The list below is a record of advice the Planning Inspectorate has provided in respect of the Planning Act 2008 process.
There is a statutory duty under section 51 of the Planning Act 2008 to record the advice that is given in relation to an application or a potential application and to make this publicly available. Advice we have provided is recorded below together with the name of the person or organisation who asked for the advice and the project it relates to. The privacy of any other personal information will be protected in accordance with our Information Charter which you should view before sending information to the Planning Inspectorate.
Note that after a project page has been created for a particular application, any advice provided that relates to it will also be published under the ‘s51 advice’ tab on the relevant project page.
Advice given between between 1 October 2009 and 14 April 2015 has been archived. View the archived advice.
Enquiry
I fully appreciate that, under under s53 of the Planning Act 2008 (as amended) (the PA2008), the Planning Inspectorate will be assessing any application against whether "... (a) the proposed applicant is considering a distinct project of real substance genuinely requiring entry onto the land." That I am not questioning.

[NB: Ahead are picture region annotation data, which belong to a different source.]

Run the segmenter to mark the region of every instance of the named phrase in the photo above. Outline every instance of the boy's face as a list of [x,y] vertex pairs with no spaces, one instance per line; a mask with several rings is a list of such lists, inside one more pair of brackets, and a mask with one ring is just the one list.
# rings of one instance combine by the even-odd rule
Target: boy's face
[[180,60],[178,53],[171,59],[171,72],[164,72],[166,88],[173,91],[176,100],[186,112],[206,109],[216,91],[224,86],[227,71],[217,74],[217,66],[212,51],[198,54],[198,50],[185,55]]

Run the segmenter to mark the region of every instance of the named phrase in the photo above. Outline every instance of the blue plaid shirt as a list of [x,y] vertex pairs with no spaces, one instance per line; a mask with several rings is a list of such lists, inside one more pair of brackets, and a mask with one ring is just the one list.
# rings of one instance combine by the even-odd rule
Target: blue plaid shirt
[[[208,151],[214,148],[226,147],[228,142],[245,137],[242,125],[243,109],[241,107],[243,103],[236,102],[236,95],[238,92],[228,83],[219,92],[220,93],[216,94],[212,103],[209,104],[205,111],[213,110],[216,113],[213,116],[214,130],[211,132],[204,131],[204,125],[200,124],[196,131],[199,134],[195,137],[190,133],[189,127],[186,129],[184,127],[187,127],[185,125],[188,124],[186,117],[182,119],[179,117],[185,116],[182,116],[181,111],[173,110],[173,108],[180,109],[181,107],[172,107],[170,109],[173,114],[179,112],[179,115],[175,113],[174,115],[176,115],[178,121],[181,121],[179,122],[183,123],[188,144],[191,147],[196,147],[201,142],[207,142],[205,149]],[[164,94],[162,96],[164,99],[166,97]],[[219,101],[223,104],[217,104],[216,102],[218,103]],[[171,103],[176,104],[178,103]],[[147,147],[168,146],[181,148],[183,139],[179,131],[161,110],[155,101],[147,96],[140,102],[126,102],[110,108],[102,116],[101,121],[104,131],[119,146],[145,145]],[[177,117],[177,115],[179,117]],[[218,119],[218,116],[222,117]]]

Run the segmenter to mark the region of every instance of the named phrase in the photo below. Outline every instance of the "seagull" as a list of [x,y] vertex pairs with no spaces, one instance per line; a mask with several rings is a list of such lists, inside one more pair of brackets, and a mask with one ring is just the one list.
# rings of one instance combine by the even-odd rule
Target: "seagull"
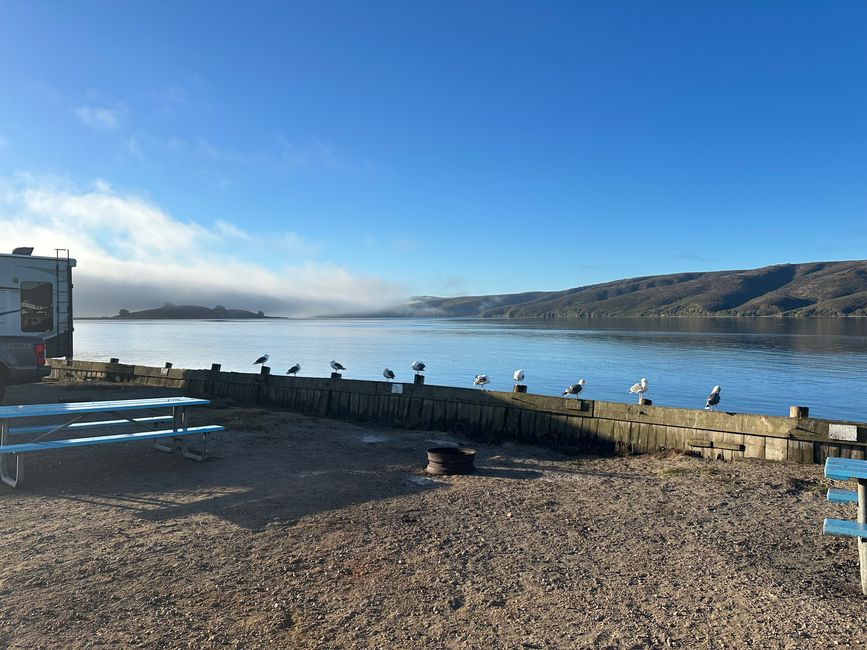
[[485,384],[490,384],[491,380],[488,379],[487,375],[476,375],[476,378],[473,379],[473,386],[481,386],[482,390],[485,390]]
[[569,388],[564,390],[562,394],[566,397],[568,397],[569,395],[574,395],[575,399],[578,399],[578,393],[584,390],[584,384],[586,383],[587,382],[583,379],[579,379],[577,384],[572,384],[571,386],[569,386]]
[[638,382],[637,384],[632,384],[632,386],[629,388],[629,392],[636,393],[640,401],[641,398],[644,397],[644,393],[647,392],[647,378],[642,377],[640,382]]
[[714,386],[713,390],[710,392],[710,395],[707,396],[707,404],[704,405],[705,411],[710,411],[714,406],[719,404],[719,386]]

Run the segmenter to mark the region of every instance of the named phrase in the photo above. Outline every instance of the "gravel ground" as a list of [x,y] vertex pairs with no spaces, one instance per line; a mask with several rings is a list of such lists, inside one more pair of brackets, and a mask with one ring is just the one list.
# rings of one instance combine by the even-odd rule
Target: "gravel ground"
[[205,463],[91,447],[2,486],[0,647],[867,646],[855,542],[821,535],[855,509],[825,502],[820,467],[473,444],[475,475],[429,478],[425,448],[465,441],[197,422],[227,428]]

Surely the Planning Inspectorate must also be considering the suitability and the credibility of the applicant, as well as whether it can meet the 'project of real substance' test? I would suggest that the Planning Inspectorate should be carefully assessing the suitability and credibility of any applicant, both for an S53 access application and, in this case, any possible later application for a Development Consent Order.
Given the evidence in my email of 13th April, I am suggesting that the Planning Inspectorate must scrutinize and carefully question the suitability and credibility of RiverOak Strategic Partners should you receive from it any applications for S53 access or for a Development Consent Order.
Advice given
All applications for authorisation to enter land under s53 of the Planning Act 2008 (the PA2008) will be considered and decided against the statutory tests.
Any subsequent application for a Development Consent Order will be considered for acceptance against the statutory tests in s55 of the PA2008. The Infrastructure Planning (Applications: Prescribed Forms and Procedure) Regulation 2009 require applicants to submit a Funding Statement, if the proposed Development Consent Order would authorise the Compulsory Acquisition of land, indicating how the Compulsory Acquisition is proposed to be funded. Concurrently, the Department for Communities and Local Governments’ ‘Planning Act 2008: Guidance related to procedures for the compulsory acquisition of land’ states that the Funding Statement should “demonstrate that adequate funding is likely to be available to enable the Compulsory Acquisition within the statutory period following the order being made, and that the resource implications of a possible acquisition resulting from a blight notice have been taken account of.”
If an application for a Development Consent Order is accepted for examination matters of funding may be examined by the appointed Examining Authority.